# Need Accountant or Lawyer to Help Set Up A Business



## ozieddie (Apr 9, 2009)

Hello All,

I'm based in Australia and I want to set up a business in Cyprus.. please let me clarify though.. I'm not talking about a shopfront style of business.. this will just be a web based business.

All I need to do is find someone willing to register a business for me there and also sign me up with the tax department - plus anything else I need to make this a legitimate business. Oh, and I also need to have a physical address there in Cyprus.

There's a bunch of businesses offering this service online, but they're trying to charge thousands of Euros for what I'm sure is only 1-2 days work. 
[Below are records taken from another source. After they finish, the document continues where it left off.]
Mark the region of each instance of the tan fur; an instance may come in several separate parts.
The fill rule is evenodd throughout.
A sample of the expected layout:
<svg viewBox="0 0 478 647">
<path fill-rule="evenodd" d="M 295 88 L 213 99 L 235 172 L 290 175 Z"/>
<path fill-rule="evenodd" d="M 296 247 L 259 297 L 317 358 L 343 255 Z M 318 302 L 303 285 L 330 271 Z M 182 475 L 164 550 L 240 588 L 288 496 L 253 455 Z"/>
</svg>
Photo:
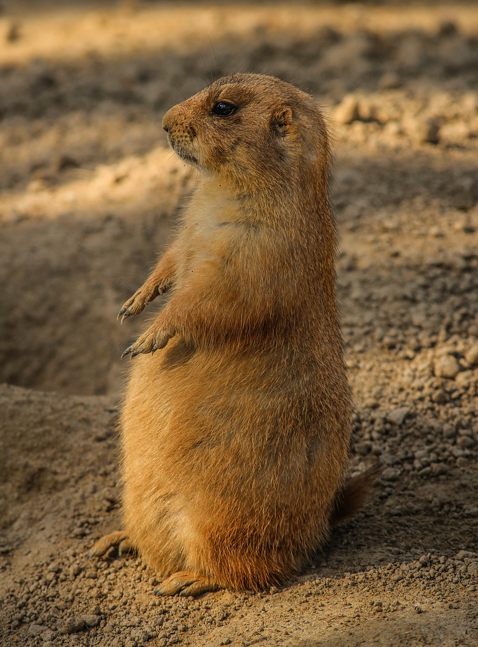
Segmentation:
<svg viewBox="0 0 478 647">
<path fill-rule="evenodd" d="M 238 109 L 214 115 L 221 100 Z M 125 351 L 139 353 L 121 421 L 125 534 L 162 577 L 186 571 L 161 593 L 258 589 L 327 538 L 347 461 L 327 131 L 307 94 L 256 74 L 213 83 L 163 125 L 201 177 L 120 313 L 170 291 Z"/>
</svg>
Can anyone help or possibly recommend an honest company that can do this for me?

Thanks,

Ed


----------



## weeksy9 (Nov 18, 2008)

*hi there.*

hello Ed,

tried to send a message this morning to you but it seems it didnt go as it wasnt posted. Anyhow, I set up a company in Cyprus, its managed in Cyprus so tax is at 10% only as its Cyprus tax resident. Did it through a law firm in Nicosia which I found to be efficient, recommended by a city of London law firm and the fee charged was far cheaper than others quoted. Dont know if I can mention them, but provide me with a contact e-mail and ill send you their info.

Cheers 

Andy


----------



## jimmy63 (Mar 15, 2009)

*Help With setting up Busines in Cyprus*

Hi Weeksy9 

I am looking to open a business in Cyprus, I have read your link and would be very grateful if you could supply me with the contact of the Law firm based in Nicosia. Thank you for your time.

Regards jim 



weeksy9 said:


> hello Ed,
> 
> 
> tried to send a message this morning to you but it seems it didnt go as it wasnt posted. Anyhow, I set up a company in Cyprus, its managed in Cyprus so tax is at 10% only as its Cyprus tax resident. Did it through a law firm in Nicosia which I found to be efficient, recommended by a city of London law firm and the fee charged was far cheaper than others quoted. Dont know if I can mention them, but provide me with a contact e-mail and ill send you their info.
> ...


----------



## weeksy9 (Nov 18, 2008)

*setting up company*

Hello Jim,

The law firm I used was Nicolaides Stylianou LLC in Nicosia, contact person was the partner of the firm Stelios Stylianou. His concact number is +357 22 445800.

Cheers

Andy


----------